LncRNAs involved in neuronal development seem to play a role in ALS pathology

Neuronal proliferation and development process play a role in ALS, with studies demonstrating how in G93A-SOD1 mice ependymal stem progenitor cells show a higher proliferation and differentiation towards the neuronal lineage. Moreover, human derived neural progenitor cells from ALS patients tend to differentiate to neuronal lineages. LncRNAs play a role in neuronal cell’s development, and the ablation of a panel of 8 lncRNAs causes strong modifications in mouse brain’s development. Recently, we investigated the role of these 8 lncRNAs in neuronal stem cell differentiation. We identified an interaction between HuR (ELAVL1) and these lncRNAs. We found AU-rich regions within their sequences and by RNA-Immunoprecipitation we demonstrated that the lncRNAs bind HuR. Furthermore, both pharmacological and genetic inhibition of HuR lead to a modification in their metabolism. We then decided to investigate the role of six of these lncRNAs (lincENC1, lincBRN1a, lincBRN1b, TUG1, FENDRR, lincp21) in ALS pathology. Their expression was investigated in different spinal cord (SC) areas (cervical, thoracic and lumbar) of G93A-SOD1 mice, both at a pre-symptomatic stage (8 weeks of age) and at a symptomatic stage (18 weeks of age).
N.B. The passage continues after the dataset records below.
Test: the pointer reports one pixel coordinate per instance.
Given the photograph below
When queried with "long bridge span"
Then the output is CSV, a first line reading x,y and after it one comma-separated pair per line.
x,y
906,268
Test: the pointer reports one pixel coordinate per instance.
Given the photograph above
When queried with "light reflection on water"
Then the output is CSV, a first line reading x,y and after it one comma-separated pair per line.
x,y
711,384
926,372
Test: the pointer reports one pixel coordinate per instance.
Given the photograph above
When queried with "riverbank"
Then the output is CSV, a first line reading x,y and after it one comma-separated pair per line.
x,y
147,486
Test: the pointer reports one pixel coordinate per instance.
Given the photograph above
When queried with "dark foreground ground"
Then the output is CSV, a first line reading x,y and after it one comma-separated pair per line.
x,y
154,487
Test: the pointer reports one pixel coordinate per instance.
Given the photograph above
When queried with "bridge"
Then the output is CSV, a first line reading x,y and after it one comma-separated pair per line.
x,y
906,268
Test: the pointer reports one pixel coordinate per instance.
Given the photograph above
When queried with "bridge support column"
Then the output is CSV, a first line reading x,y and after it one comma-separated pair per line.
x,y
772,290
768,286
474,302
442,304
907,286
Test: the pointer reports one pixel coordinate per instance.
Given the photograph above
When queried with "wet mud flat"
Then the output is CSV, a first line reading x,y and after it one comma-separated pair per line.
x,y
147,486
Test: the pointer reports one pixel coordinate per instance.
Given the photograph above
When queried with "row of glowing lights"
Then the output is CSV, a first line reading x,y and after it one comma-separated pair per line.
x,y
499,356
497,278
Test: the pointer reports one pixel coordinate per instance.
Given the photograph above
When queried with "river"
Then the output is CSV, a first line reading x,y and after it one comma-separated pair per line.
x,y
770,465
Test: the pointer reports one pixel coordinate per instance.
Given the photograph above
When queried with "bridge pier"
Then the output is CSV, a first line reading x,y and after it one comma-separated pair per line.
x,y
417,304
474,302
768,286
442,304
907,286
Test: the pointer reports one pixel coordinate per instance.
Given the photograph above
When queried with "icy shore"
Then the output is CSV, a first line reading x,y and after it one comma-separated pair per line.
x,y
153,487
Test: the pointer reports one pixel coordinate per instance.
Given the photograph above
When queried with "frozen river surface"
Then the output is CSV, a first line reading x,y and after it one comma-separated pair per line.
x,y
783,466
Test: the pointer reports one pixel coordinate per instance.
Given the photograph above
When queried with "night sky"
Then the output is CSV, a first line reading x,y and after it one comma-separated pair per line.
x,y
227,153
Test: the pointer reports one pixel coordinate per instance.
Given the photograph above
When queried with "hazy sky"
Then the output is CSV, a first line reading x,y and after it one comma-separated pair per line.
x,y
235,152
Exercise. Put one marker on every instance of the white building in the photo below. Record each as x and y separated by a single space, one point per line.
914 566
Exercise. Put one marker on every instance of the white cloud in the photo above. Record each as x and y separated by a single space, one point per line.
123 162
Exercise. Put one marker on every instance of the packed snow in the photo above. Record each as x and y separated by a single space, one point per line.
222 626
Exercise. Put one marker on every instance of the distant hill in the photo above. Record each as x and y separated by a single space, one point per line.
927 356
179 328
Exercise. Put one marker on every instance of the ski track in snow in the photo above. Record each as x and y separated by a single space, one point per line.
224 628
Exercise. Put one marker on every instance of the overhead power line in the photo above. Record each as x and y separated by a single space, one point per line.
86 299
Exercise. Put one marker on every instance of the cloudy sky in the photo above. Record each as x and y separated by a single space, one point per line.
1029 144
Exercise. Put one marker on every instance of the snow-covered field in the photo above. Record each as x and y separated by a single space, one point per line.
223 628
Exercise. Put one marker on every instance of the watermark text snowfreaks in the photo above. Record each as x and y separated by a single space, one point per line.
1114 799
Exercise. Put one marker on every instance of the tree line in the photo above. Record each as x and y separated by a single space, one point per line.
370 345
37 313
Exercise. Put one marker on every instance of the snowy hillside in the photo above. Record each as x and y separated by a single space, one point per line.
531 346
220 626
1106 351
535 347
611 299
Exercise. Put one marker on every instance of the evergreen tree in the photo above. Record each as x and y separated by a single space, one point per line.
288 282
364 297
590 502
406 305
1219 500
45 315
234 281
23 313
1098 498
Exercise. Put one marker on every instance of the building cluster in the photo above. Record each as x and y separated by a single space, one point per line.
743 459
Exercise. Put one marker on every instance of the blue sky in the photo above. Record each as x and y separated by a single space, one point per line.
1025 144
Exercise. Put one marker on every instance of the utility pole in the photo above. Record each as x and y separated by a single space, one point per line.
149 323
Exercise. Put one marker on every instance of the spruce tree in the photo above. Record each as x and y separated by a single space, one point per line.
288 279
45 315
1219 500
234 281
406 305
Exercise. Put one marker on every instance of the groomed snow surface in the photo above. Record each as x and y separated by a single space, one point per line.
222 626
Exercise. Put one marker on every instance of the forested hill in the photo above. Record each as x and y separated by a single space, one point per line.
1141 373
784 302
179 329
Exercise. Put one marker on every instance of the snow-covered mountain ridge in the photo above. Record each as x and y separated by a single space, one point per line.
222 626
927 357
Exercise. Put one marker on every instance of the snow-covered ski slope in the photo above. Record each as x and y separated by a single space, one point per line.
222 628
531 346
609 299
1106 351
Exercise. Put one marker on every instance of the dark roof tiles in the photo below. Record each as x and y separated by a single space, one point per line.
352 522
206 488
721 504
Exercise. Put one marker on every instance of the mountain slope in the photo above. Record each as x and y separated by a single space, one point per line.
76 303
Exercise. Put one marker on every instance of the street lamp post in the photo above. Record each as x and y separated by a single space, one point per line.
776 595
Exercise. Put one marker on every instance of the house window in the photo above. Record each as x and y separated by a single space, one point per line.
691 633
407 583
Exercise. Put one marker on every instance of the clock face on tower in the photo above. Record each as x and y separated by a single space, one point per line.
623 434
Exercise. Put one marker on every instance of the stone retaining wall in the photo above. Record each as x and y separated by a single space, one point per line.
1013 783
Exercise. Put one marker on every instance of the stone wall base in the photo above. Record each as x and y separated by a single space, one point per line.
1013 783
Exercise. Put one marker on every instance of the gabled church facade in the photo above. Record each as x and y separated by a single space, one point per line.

In the 8W mice, lincBRN1a was up-regulated in the SOD1-G93A lumbar SC. For 18W mice, lincp21 was up-regulated both in the cervical and in the thoracic SC and an increase in lincENC1 was observed in the SOD1-G93A thoracic SC. Furthermore, we found an up-regulation in lincBRN1b expression from the 8W to the 18W stage in the cervical SC, indicating a potential role for this lncRNA in the neuronal aging process. Together, these data highlight a potential role for lncRNAs in disease onset and progression. The understanding of how these lncRNAs influence the ALS pathology may elucidate new targetable pathways.